En tant qu’artiste-photographe, quelle position a l’art de la photographie parmi les arts plastiques et dans l’art contemporain en particulier ?
C’est beaucoup mieux par rapport aux années 60-70 où la photographie n’était pas encore considérée comme un art à part entière. La photographie prend de plus en plus une place parmi les arts plastiques et a déjà ses lettres de noblesse. Avec les technologies modernes, la photographie se développe chaque jour davantage. La photographie, en tant que matière, n’était pas enseignée dans les écoles des beaux-arts ; aujourd’hui elle s’étudie en tant que spécialité et on a de nombreux doctorants dans cette discipline des arts plastiques.
Est-il possible de vivre aujourd’hui de son art ?
Absolument pas ! Peut-être, dans les années 50, à l’époque de l’Ecole de Tunis, les grands maitres de la peinture destinaient leurs œuvres à la vente, ce qui constituait une ressource essentielle pour eux. Actuellement, en Tunisie, le peintre compte sur le Comité d’achat du Ministère pour écouler sa production, ce qui est fort insuffisant ! Et puis les collectionneurs de l’art se font de plus en plus rares en Tunisie !

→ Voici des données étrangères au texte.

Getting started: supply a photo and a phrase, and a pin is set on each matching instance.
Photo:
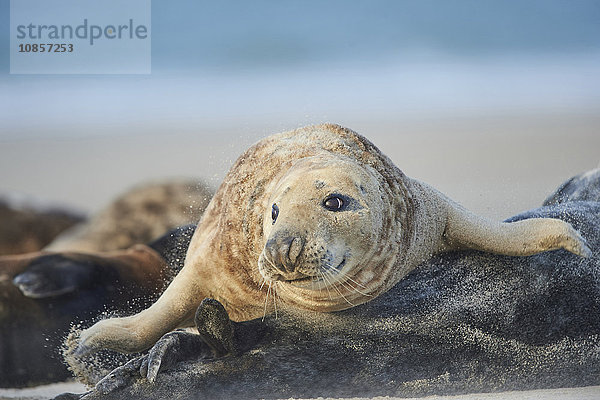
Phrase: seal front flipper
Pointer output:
(521, 238)
(214, 339)
(54, 275)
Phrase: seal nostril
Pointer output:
(295, 249)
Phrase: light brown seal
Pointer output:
(323, 218)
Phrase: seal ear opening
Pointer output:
(522, 238)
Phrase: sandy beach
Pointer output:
(496, 165)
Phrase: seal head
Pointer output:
(322, 225)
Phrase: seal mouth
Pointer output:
(316, 278)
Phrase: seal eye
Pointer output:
(333, 203)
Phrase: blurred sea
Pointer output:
(493, 102)
(300, 62)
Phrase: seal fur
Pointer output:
(410, 222)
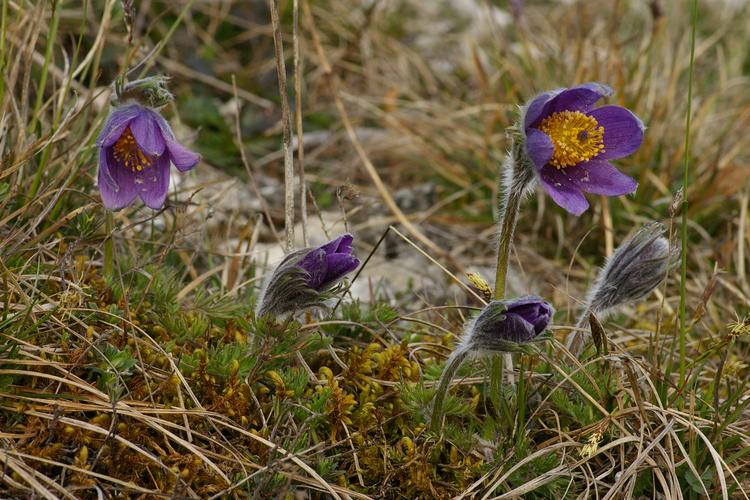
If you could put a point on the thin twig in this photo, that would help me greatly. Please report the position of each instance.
(298, 120)
(286, 122)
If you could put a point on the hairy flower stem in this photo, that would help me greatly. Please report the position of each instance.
(109, 251)
(515, 182)
(577, 338)
(514, 186)
(451, 367)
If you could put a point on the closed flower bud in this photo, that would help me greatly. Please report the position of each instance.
(502, 326)
(636, 267)
(305, 278)
(505, 325)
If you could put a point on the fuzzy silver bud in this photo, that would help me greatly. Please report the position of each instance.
(633, 271)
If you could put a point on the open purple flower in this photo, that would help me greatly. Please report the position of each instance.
(306, 277)
(503, 324)
(136, 147)
(570, 144)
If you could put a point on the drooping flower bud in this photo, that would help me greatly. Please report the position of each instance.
(505, 325)
(502, 326)
(307, 277)
(636, 267)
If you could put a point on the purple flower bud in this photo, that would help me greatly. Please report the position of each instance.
(636, 267)
(305, 278)
(136, 148)
(504, 324)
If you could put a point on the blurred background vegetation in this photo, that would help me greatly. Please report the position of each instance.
(159, 381)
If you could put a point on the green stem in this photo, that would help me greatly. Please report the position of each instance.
(109, 250)
(685, 185)
(513, 190)
(451, 367)
(514, 186)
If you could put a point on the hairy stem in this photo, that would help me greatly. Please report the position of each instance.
(577, 338)
(451, 367)
(514, 187)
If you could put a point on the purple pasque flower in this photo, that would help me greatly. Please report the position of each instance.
(329, 263)
(305, 278)
(503, 324)
(570, 144)
(136, 147)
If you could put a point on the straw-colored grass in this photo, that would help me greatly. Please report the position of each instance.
(156, 380)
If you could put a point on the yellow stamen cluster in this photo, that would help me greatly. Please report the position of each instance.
(739, 327)
(127, 152)
(576, 137)
(590, 448)
(484, 288)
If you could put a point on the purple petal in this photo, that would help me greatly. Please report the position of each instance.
(153, 183)
(515, 329)
(539, 147)
(598, 176)
(182, 157)
(579, 98)
(342, 244)
(147, 134)
(623, 131)
(339, 265)
(536, 107)
(316, 265)
(116, 183)
(563, 190)
(117, 121)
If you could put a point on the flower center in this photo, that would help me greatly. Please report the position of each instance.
(576, 137)
(127, 152)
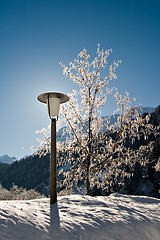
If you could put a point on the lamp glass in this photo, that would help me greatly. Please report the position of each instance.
(53, 104)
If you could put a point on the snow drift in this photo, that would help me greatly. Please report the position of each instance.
(116, 217)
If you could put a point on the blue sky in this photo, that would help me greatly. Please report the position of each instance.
(36, 35)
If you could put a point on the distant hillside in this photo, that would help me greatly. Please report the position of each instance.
(7, 159)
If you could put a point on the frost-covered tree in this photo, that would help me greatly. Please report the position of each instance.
(96, 151)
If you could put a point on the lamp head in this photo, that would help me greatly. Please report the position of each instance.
(53, 101)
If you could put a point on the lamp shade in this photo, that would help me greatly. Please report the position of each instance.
(53, 101)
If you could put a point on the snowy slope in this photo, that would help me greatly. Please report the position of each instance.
(117, 217)
(7, 159)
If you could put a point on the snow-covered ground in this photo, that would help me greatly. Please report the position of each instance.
(117, 217)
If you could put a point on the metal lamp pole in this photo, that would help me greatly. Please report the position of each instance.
(53, 101)
(53, 165)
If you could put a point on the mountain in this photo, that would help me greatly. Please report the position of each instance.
(7, 159)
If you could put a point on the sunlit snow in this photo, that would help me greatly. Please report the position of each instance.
(116, 217)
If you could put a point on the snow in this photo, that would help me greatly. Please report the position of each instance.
(114, 217)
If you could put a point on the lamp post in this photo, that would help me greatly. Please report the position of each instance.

Que pensez-vous de la création d’un marché de l’art en Tunisie ?
C’est un souhait exprimé par la totalité des artistes tunisiens depuis longtemps. Le marché de l’art est une nécessité et nous avons un patrimoine très important en matière d’art plastiques. Des milliers d’œuvres sont acquises par l’Etat depuis des années, qui sont gardées dans des lieux insalubres, exposées à la poussière et à l’humidité. Ces œuvres doivent sortir de leurs caves pour être exposées dans un musée d’art national où tout le monde peut en profiter, mêmes les étrangers qui viennent visiter notre pays. Un tel projet donnera un certain dynamisme culturel et économique extraordinaire.